The commission — which included academics, lawmakers and policy experts — was tasked with recommending a new funding system for the state’s 50 community college districts. They found that the old model led to wide disparities in per-student funding, in part because of differences in property taxes and values across the state.
Performance-based funding is meant to incentivize the state’s community colleges to award the types of credentials that the commission predicts will be required for more than 60% of Texas jobs over the next decade.
In a survey of 5,000 Texans for the commission’s report, roughly two-thirds of respondents said they supported basing community college more on student outcomes. And about 9 in 10 said they think it’s important for community college credentials to meet the needs of the region’s employers.
However, the new model will also still provide base funding levels for community colleges’ instruction and operating costs. Part of that base funding will account for the higher cost of educating certain students, including those who are ages 25 and older or those who are economically or academically disadvantaged.
Texas isn’t the only state revising how it funds community colleges. Oregon’s higher education coordinating commission last week also approved a new performance-based funding model to replace one that made allocations almost entirely based on enrollment.
Under the new model in Oregon, community colleges will receive extra funding based in part on the number of students enrolled from underserved groups. That includes low-income students, adult students and members of racial and ethnic minority groups.
Performance-based funding models have been around for decades, with 41 states having tried them at some point as of fiscal year 2020, according to research first published early last year by InformEd States, which analyzes state higher education funding policies.
Research examining the model's effectiveness has yielded mixed results.
Research published in 2022 found that performance-based funding policies widened racial disparities in certificate completion in Tennessee and bachelor’s degree completion in Ohio.
Peer-reviewed research published earlier this year, however, found that performance-based funding for public colleges was linked to higher SAT scores for students in the bottom quarter. But moderately selective colleges saw enrollment declines among students in racial minority groups as more of their funding was tied to their performance.

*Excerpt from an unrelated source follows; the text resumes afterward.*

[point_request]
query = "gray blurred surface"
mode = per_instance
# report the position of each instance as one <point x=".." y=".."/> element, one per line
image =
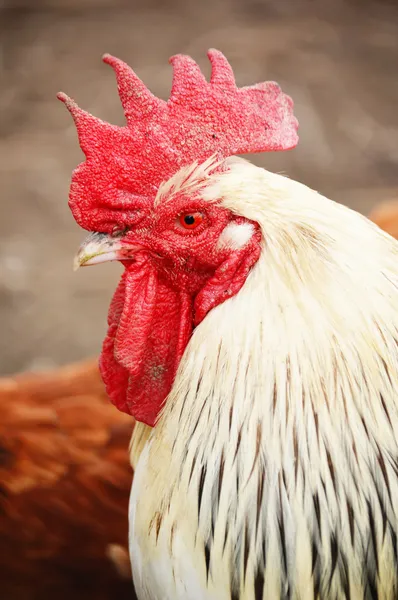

Another 2020 analysis looking at two decades of studies, meanwhile, found performance-based funding models to usually be associated with “null or modest positive effects” on retention and graduation.
They can also come with a host of unintended consequences. For instance, they seem to push community college students into short-term certificates — rather than longer-term associate degrees that typically lead to greater labor market returns, according to InformEd States.